No guns move before “due process” – a hearing, with counsel – has taken place.
Ever.
Let’s make sure we’re clear on what just happened – and I’m going to put this in loud blue text to make sure everyone catches it; even though the DFL controls both chambers and the governor’s office, they had to come to the Gun Rights movement to get some form of their bill passed. And the bill got turned from Michael Bloomberg’s fascist nightmare into something that can exist in a free society.
It wasn’t perfect. But when you’re outnumbered two chambers to none, and have a DFL governor who will follow whatever way Big Left pulls his leash, “perfect” isn’t an option.
Everyone’s A Kamikaze With Someone Else’s Plane - When you walk into a restaurant, and see two items on the menu – peanut butter sandwich, and lard sandwich – you can try to order a Porterhouse with a baked potato. You can order it, and order it, and order it again. All it’ll do is give you a pissed-off waitress, and no food at all.
And that’s the strategy that some “gun rights” groups, including Iowa-based “Minnesota Gun Rights”, took. They spent the session demanding that the pro-Second-Amendment minority impale itself on demands to completely reject the legislation – which was the “porterhouse steak” option in a restaurant full of peanut butter and lard.
Their “plan”: pretend that fuming and spluttering and making grand pronouncements and handing the DFL a cheap chanting point for the fall would be anything other than an invitation to a catastrophe for liberty.
This, of course, gives us not only the prospect of watching a Michael Bloomberg-penned bill get signed into law and the wholesale violations of rights that would follow, but to the Democrats going into the fall elections with reams of Alita-Messinger-paid ads saying that GOP legislators “voted to give guns to wife beaters”. It’s a message that only the stupid would believe – but as the 2010 election showed us, there are 8,000 more stupid Minnesotans than smart ones. And that’s all they need to maintain control of the House – giving the DFL even more time and power to jam down even worse gun laws.

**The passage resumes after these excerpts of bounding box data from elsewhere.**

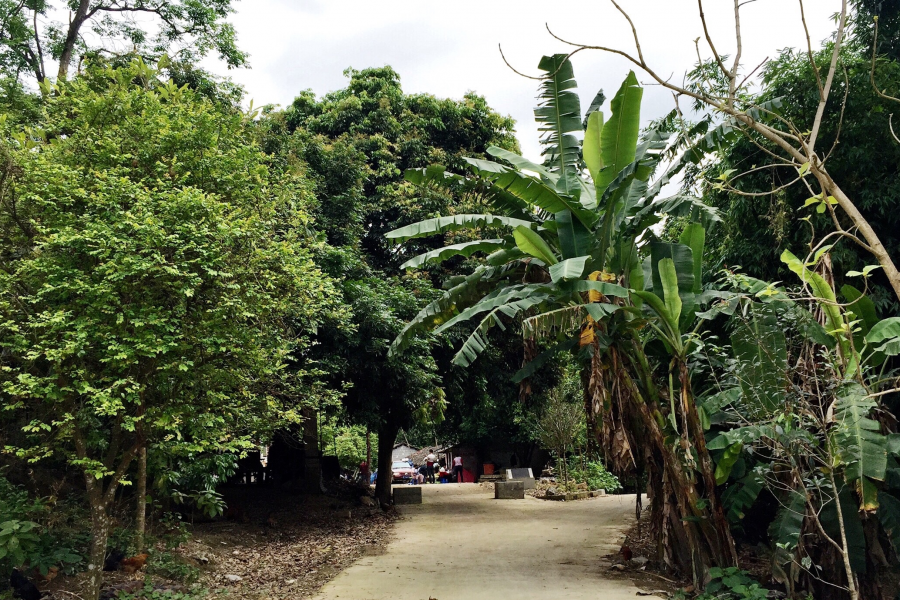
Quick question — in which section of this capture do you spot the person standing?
[359,460,369,484]
[425,452,437,483]
[453,456,463,483]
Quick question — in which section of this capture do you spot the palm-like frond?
[534,54,582,196]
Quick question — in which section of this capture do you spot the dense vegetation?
[0,0,900,600]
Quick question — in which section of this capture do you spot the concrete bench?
[506,469,537,490]
[494,480,525,500]
[394,485,422,504]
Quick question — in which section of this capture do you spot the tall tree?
[262,67,516,503]
[695,9,900,313]
[0,62,335,599]
[387,55,736,582]
[0,0,247,83]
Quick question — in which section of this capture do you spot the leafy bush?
[0,519,40,569]
[147,551,200,584]
[0,477,88,579]
[116,581,208,600]
[675,567,769,600]
[569,456,622,493]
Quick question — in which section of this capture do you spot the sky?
[205,0,840,160]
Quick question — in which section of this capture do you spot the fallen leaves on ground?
[188,489,397,600]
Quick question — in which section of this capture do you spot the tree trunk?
[366,427,372,478]
[134,444,147,554]
[679,362,738,566]
[617,346,736,586]
[85,494,109,600]
[375,422,400,507]
[57,0,91,81]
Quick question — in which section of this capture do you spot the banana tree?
[388,55,734,581]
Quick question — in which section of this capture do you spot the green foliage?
[0,0,247,83]
[0,477,85,577]
[319,415,378,471]
[0,65,336,476]
[147,550,200,584]
[0,519,40,567]
[568,456,622,494]
[676,567,769,600]
[116,573,209,600]
[698,41,900,314]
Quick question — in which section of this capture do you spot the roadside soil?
[42,485,399,600]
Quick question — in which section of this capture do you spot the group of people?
[408,452,463,485]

And worse, in its way? These astroturf groups engaged in “blue-on-blue” campaign that was either deeply stupid or intensely cynical, trying to brand not only the GOCRA but Tony Cornish as weak-kneed on gun rights.
Over a bill that was going to pass in some form no matter what anyone did, but which the DFL had to come to the Gun Rights movement for anyway.

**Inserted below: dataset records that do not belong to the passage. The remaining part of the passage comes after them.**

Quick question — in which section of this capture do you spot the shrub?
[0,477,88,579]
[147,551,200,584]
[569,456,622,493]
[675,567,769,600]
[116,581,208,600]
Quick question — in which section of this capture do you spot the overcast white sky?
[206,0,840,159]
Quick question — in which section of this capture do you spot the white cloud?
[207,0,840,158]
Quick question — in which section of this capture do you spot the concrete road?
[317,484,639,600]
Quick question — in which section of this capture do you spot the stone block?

Representative Cornish, writing on Facebook, gave us perhaps the best quote there is on the subject:
When the train is coming down the track, it’s admirable to stand and raise the middle finger, but…sometimes it’s better to do the damned best you can to change it’s route and avoid a much less desirable fate.
And those were the only two choices; throw a finger at Bloomberg, get run over by the train, and have a law that would allow people’s Second Amendment rights to get run over as well – which isn’t even a symbolic victory, since it would make taking back the House that much harder – or enact a bill that basically gave a framework to federal law that protected due process.
When you get a choice between peanut butter and lard, take the peanut butter. And this fall, find a better restaurant. One with some cooks that know how to cook a porterhouse.